For SEM, samples were washed twice with PBS and fixed in Karnovsky’s fixative (2% paraformaldehyde, 2,5% glutaraldehyde in 0.1 M phosphate puffer pH 7.4; Morphisto®, Frankfurt am Main, Germany) and dehydrated in a graded ethanol series. Ethanol dehydration was followed by hexamethyldisilazane drying (HMDS, Sigma-Aldrich). Specimens were immersed in HMDS for 30 min and air dried. After complete evaporation of HMDS, samples were fixed to specimens mounts with double-faced adhesive tape, gold sputtered (Sputter Coater, SC502, Polaron, Fisons Instruments®, England) and then examined in a scanning electron microscope (JSM 6310, Jeol Ltd.®, Japan) at an acceleration voltage of 15 kV.

Cytotoxicity assay

Cytotoxicity was assessed using MTT assays and dilution steps of respective chemotherapeutics. In brief, 1 x 104 cells in 100 µl medium as single cell suspension or tumorosphere were distributed to wells of 96-wells microtiter plates (TPP, Trasadingen Switzerland) and ten 2-fold dilutions of the chemotherapeutics were added in triplicate. Assays were at least performed in triplicate.

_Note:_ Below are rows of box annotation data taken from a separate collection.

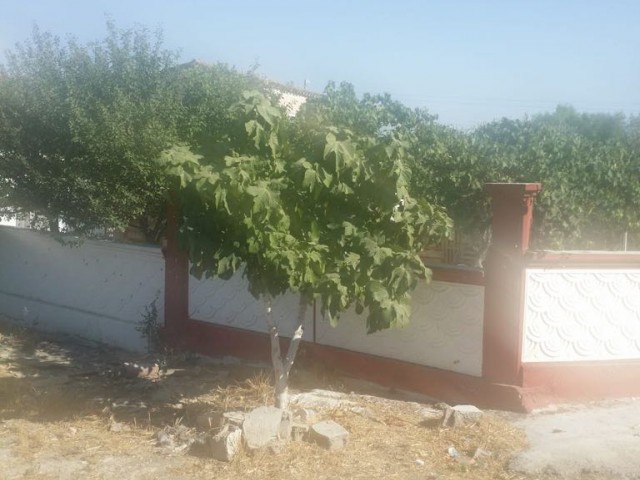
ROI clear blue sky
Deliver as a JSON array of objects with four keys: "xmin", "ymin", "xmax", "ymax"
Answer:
[{"xmin": 0, "ymin": 0, "xmax": 640, "ymax": 128}]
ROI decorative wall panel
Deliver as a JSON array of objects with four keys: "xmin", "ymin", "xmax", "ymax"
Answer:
[
  {"xmin": 0, "ymin": 227, "xmax": 164, "ymax": 350},
  {"xmin": 189, "ymin": 273, "xmax": 313, "ymax": 340},
  {"xmin": 522, "ymin": 268, "xmax": 640, "ymax": 362},
  {"xmin": 316, "ymin": 282, "xmax": 484, "ymax": 376}
]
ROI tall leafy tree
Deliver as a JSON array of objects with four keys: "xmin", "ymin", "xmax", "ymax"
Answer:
[
  {"xmin": 0, "ymin": 23, "xmax": 255, "ymax": 237},
  {"xmin": 162, "ymin": 86, "xmax": 449, "ymax": 407}
]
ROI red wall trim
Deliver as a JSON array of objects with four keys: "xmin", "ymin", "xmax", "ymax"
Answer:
[
  {"xmin": 523, "ymin": 360, "xmax": 640, "ymax": 408},
  {"xmin": 525, "ymin": 250, "xmax": 640, "ymax": 268},
  {"xmin": 174, "ymin": 319, "xmax": 526, "ymax": 411},
  {"xmin": 427, "ymin": 264, "xmax": 484, "ymax": 286}
]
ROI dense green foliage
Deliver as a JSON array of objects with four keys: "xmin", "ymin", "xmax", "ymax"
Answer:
[
  {"xmin": 414, "ymin": 107, "xmax": 640, "ymax": 249},
  {"xmin": 162, "ymin": 86, "xmax": 449, "ymax": 332},
  {"xmin": 0, "ymin": 25, "xmax": 253, "ymax": 237}
]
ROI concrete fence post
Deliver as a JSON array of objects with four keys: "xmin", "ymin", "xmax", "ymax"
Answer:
[
  {"xmin": 162, "ymin": 202, "xmax": 189, "ymax": 339},
  {"xmin": 482, "ymin": 183, "xmax": 541, "ymax": 385}
]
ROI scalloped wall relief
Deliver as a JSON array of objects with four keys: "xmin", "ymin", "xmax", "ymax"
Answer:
[{"xmin": 522, "ymin": 268, "xmax": 640, "ymax": 363}]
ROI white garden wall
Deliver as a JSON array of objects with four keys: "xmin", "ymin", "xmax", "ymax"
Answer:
[
  {"xmin": 522, "ymin": 268, "xmax": 640, "ymax": 363},
  {"xmin": 189, "ymin": 275, "xmax": 484, "ymax": 376},
  {"xmin": 0, "ymin": 227, "xmax": 164, "ymax": 350}
]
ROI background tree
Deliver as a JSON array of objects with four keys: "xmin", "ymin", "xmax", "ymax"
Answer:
[
  {"xmin": 0, "ymin": 23, "xmax": 256, "ymax": 240},
  {"xmin": 162, "ymin": 87, "xmax": 449, "ymax": 407}
]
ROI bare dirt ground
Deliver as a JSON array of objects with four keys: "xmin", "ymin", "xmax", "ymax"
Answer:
[{"xmin": 0, "ymin": 322, "xmax": 546, "ymax": 480}]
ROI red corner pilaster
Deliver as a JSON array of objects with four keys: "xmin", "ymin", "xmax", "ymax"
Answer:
[
  {"xmin": 163, "ymin": 202, "xmax": 189, "ymax": 339},
  {"xmin": 482, "ymin": 183, "xmax": 541, "ymax": 385}
]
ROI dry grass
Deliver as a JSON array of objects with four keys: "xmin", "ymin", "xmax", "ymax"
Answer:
[{"xmin": 0, "ymin": 318, "xmax": 525, "ymax": 480}]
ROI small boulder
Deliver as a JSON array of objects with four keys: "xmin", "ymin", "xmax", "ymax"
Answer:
[
  {"xmin": 291, "ymin": 422, "xmax": 309, "ymax": 442},
  {"xmin": 442, "ymin": 405, "xmax": 483, "ymax": 428},
  {"xmin": 196, "ymin": 411, "xmax": 222, "ymax": 430},
  {"xmin": 311, "ymin": 420, "xmax": 349, "ymax": 451},
  {"xmin": 293, "ymin": 407, "xmax": 318, "ymax": 425},
  {"xmin": 220, "ymin": 411, "xmax": 245, "ymax": 428},
  {"xmin": 209, "ymin": 426, "xmax": 242, "ymax": 462},
  {"xmin": 242, "ymin": 407, "xmax": 282, "ymax": 450}
]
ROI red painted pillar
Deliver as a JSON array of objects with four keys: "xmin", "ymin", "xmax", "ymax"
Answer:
[
  {"xmin": 163, "ymin": 202, "xmax": 189, "ymax": 341},
  {"xmin": 482, "ymin": 183, "xmax": 541, "ymax": 385}
]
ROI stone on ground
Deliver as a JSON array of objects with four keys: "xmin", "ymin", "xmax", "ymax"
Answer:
[
  {"xmin": 242, "ymin": 407, "xmax": 282, "ymax": 450},
  {"xmin": 291, "ymin": 389, "xmax": 355, "ymax": 410},
  {"xmin": 196, "ymin": 411, "xmax": 222, "ymax": 430},
  {"xmin": 442, "ymin": 405, "xmax": 483, "ymax": 428},
  {"xmin": 291, "ymin": 421, "xmax": 309, "ymax": 442},
  {"xmin": 209, "ymin": 426, "xmax": 242, "ymax": 462},
  {"xmin": 311, "ymin": 420, "xmax": 349, "ymax": 450},
  {"xmin": 221, "ymin": 411, "xmax": 245, "ymax": 428}
]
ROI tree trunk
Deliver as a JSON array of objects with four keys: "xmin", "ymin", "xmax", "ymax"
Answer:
[
  {"xmin": 47, "ymin": 215, "xmax": 60, "ymax": 233},
  {"xmin": 267, "ymin": 295, "xmax": 307, "ymax": 410}
]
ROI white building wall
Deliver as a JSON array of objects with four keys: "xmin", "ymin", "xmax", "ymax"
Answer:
[
  {"xmin": 189, "ymin": 275, "xmax": 484, "ymax": 376},
  {"xmin": 189, "ymin": 273, "xmax": 313, "ymax": 342},
  {"xmin": 522, "ymin": 268, "xmax": 640, "ymax": 362},
  {"xmin": 0, "ymin": 227, "xmax": 164, "ymax": 350},
  {"xmin": 316, "ymin": 281, "xmax": 484, "ymax": 376}
]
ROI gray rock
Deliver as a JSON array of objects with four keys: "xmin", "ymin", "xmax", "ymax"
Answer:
[
  {"xmin": 291, "ymin": 421, "xmax": 309, "ymax": 442},
  {"xmin": 293, "ymin": 407, "xmax": 318, "ymax": 425},
  {"xmin": 291, "ymin": 389, "xmax": 355, "ymax": 410},
  {"xmin": 209, "ymin": 426, "xmax": 242, "ymax": 462},
  {"xmin": 419, "ymin": 407, "xmax": 443, "ymax": 421},
  {"xmin": 442, "ymin": 405, "xmax": 483, "ymax": 428},
  {"xmin": 242, "ymin": 407, "xmax": 282, "ymax": 450},
  {"xmin": 311, "ymin": 420, "xmax": 349, "ymax": 450},
  {"xmin": 221, "ymin": 411, "xmax": 246, "ymax": 428},
  {"xmin": 196, "ymin": 411, "xmax": 222, "ymax": 430}
]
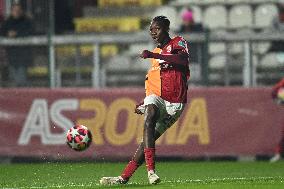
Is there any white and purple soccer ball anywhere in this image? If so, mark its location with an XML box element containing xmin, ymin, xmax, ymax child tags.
<box><xmin>66</xmin><ymin>125</ymin><xmax>92</xmax><ymax>151</ymax></box>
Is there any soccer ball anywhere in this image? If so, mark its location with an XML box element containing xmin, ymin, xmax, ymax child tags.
<box><xmin>66</xmin><ymin>125</ymin><xmax>92</xmax><ymax>151</ymax></box>
<box><xmin>277</xmin><ymin>87</ymin><xmax>284</xmax><ymax>102</ymax></box>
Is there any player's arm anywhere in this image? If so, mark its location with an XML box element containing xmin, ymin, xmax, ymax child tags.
<box><xmin>140</xmin><ymin>50</ymin><xmax>189</xmax><ymax>65</ymax></box>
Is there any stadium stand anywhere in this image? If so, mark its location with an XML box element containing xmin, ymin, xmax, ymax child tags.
<box><xmin>203</xmin><ymin>5</ymin><xmax>227</xmax><ymax>30</ymax></box>
<box><xmin>1</xmin><ymin>0</ymin><xmax>282</xmax><ymax>86</ymax></box>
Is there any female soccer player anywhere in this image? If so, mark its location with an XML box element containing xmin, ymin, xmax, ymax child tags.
<box><xmin>100</xmin><ymin>16</ymin><xmax>189</xmax><ymax>184</ymax></box>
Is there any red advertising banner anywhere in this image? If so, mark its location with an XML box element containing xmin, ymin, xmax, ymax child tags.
<box><xmin>0</xmin><ymin>88</ymin><xmax>284</xmax><ymax>159</ymax></box>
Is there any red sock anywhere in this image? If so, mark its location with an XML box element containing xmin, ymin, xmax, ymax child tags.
<box><xmin>144</xmin><ymin>148</ymin><xmax>155</xmax><ymax>171</ymax></box>
<box><xmin>121</xmin><ymin>160</ymin><xmax>139</xmax><ymax>180</ymax></box>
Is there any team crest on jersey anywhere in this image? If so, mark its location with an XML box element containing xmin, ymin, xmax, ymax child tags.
<box><xmin>167</xmin><ymin>45</ymin><xmax>172</xmax><ymax>52</ymax></box>
<box><xmin>178</xmin><ymin>40</ymin><xmax>186</xmax><ymax>48</ymax></box>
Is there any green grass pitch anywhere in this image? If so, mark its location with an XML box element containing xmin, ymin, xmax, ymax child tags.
<box><xmin>0</xmin><ymin>162</ymin><xmax>284</xmax><ymax>189</ymax></box>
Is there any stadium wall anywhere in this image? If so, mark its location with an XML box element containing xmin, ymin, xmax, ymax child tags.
<box><xmin>0</xmin><ymin>88</ymin><xmax>284</xmax><ymax>160</ymax></box>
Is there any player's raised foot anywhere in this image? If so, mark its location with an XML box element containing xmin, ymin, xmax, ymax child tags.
<box><xmin>270</xmin><ymin>154</ymin><xmax>281</xmax><ymax>163</ymax></box>
<box><xmin>148</xmin><ymin>171</ymin><xmax>161</xmax><ymax>184</ymax></box>
<box><xmin>100</xmin><ymin>176</ymin><xmax>127</xmax><ymax>185</ymax></box>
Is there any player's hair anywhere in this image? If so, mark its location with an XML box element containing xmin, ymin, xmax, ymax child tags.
<box><xmin>152</xmin><ymin>16</ymin><xmax>171</xmax><ymax>29</ymax></box>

Experimental observations suggest that chemotherapeutics reach only the first layers of tumor spheroids and we have shown that the SCLC CTC cells form a densely-closed surface layer of tumorospheres41, 42. Calculating CTC cell size and the surface area of the globular tumorospheres, 1 x 104 suspension cells correspond to the same number of cells accessible at the surface of the spheroids when using 8 clusters of 0.2 mm diameter or 15 clusters of 0.15 mm diameter, respectively. The mean size of the clusters used for the cytotoxicity tests were determined and the number of clusters/well adjusted accordingly. The plates were incubated for four days under tissue culture conditions and viable cells detected using a modified MTT assay (EZ4U, Biomedica, Vienna, Austria). IC50 values were determined from dose-response curves using Origin 9.1 software (OriginLab, Northampton, MA, USA).

Cell cycle analysis

Cell cycle distributions were determined by propidium iodide (PI) staining and flow cytometry. 1 x 106 cells per well were incubated in six-well plates for three days. Cells were harvested and fixed with 70% ethanol at −20 °C for 30 min and stained with 20 µg/ml propidium iodide (PI) and 5 µg/ml ribonuclease A in 0.05% NP40/PBS. Cells were analyzed by flow cytometry (Cytomics FC500) and MultiCycle AV software (Phoenix Flow Systems, San Diego, CA, USA).

Determination of sCAIX

Soluble CAIX was determined using an ELISA assay according to the manufacturer’s instructions (Human Carbonic Anhydrase IX Quantikine ELISA Kit; R&D Systems, Minneapolis, MN, USA)

Statistical analysis

Statistical significance was tested by t-tests and p < 0.05 regarded as significant difference.